Днем они с Розой отправились к мосту с бутербродами, сачками и банками из-под джема — их рыболовным снаряжением. Они сели возле того места, где старая арка упиралась в берег, а солнечные лучи отражались от воды язычками белого огня, и в них то и дело радужно вспыхивали крылья стрекоз. Река здесь была сонной, вода казалась коричневой от глубины и медлительной, как сироп. Она выглядела прохладной и спокойной. Майкл, вглядываясь сквозь незамутненное отражение собственной пухлой физиономии, видел водоросли, гнущиеся, точно в бурю лес, далеко-далеко внизу, и бокоплавов, которые проносились по донному илу, точно лошади, летящие галопом по пыльным проселкам. А может, там есть маленькие страны, где угри — драконы, а форели висят в вышине, будто огромные воздушные корабли? Он поднял голову и увидел прямо перед собой черную пасть моста. По краю свода змеился отраженный свет, но дальше была темнота. Широким мост не был, но в середине слегка просел, и потому просвет с другой стороны арки виден не был. Прежде к нему, рассказывал дедушка, от перекрестка ответвлялась дорога, но ее забросили, и теперь от нее остались только глубокие колеи на соседних лугах да этот мост, так странно построенный.
Возле него раздался всплеск — Роза опустила в воду сачок. Она стояла на коленях над водой, высоко вздернув юбку, свободной рукой засовывая волосы за ухо. Колени у нее были исцарапаны почти как у Майкла.
— Удрала, подлюга!
— Что? Где?
— Прямо у тебя под носом, мечтатель. Форель, длиной в половину твоей руки. Она ушла в глубину у моста. Да и к лучшему — в банке ей бы не поместиться… А ты сюда пришел рыбу ловить или собой любоваться?
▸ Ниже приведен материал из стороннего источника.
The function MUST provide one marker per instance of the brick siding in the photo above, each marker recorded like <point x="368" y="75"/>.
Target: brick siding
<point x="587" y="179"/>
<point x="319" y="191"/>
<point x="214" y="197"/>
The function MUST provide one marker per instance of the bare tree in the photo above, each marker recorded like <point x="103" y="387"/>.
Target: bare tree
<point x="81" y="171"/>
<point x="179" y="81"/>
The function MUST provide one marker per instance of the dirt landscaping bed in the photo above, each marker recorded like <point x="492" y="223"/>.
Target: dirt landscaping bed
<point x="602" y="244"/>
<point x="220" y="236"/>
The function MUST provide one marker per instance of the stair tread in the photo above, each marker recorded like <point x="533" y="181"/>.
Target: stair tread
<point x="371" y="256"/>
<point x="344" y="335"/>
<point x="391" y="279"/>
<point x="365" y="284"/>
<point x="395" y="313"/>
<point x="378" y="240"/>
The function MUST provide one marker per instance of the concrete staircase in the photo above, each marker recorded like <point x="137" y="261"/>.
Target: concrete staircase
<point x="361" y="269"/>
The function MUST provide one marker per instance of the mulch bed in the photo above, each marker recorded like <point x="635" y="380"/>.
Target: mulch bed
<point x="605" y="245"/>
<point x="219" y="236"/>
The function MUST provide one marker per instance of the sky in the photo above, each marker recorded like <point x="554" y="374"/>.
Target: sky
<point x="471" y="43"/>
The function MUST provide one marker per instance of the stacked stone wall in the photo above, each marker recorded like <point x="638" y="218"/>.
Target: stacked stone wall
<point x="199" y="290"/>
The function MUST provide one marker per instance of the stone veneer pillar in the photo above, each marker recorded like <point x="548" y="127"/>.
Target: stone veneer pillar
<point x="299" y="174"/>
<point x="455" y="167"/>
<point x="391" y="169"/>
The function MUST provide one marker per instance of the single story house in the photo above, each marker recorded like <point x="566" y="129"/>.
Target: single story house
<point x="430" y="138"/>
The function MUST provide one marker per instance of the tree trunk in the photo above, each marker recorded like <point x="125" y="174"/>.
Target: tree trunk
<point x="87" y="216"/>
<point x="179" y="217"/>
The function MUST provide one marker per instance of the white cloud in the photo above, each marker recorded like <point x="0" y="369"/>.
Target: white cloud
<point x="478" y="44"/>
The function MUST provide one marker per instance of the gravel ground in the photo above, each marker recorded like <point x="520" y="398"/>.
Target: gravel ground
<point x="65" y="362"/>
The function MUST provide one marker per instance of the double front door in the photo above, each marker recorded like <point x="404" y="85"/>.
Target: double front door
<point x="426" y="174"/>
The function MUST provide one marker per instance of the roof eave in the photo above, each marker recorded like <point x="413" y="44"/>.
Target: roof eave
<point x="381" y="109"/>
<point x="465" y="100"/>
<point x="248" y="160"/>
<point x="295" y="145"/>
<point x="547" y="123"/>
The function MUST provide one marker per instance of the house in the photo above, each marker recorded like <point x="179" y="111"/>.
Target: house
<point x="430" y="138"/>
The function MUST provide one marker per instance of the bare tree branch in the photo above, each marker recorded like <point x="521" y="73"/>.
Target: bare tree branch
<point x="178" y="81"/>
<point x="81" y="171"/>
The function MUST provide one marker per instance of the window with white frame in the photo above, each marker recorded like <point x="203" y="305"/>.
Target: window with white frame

Он торопливо опустил свой сачок в воду, водя бамбуковой ручкой. И поднял внизу ураган. Бокоплавов разметало во все стороны, а водоросли скрыло колышущееся облако ила.
— Поосторожнее! Ты всю воду замутил.
— Я нечаянно.
Некоторое время они водили сачками молча. Один раз Роза замерла и легонько толкнула Майкла локтем, указывая глазами на зимородка на ветке ольхи ниже по течению — он наклонял голову, разглядывая их, а потом унесся, точно сапфир на крыльях, в поисках более уединенного места. Роза и Майкл ухмыльнулись.
— Ага, подлюга, говнюшка, попался!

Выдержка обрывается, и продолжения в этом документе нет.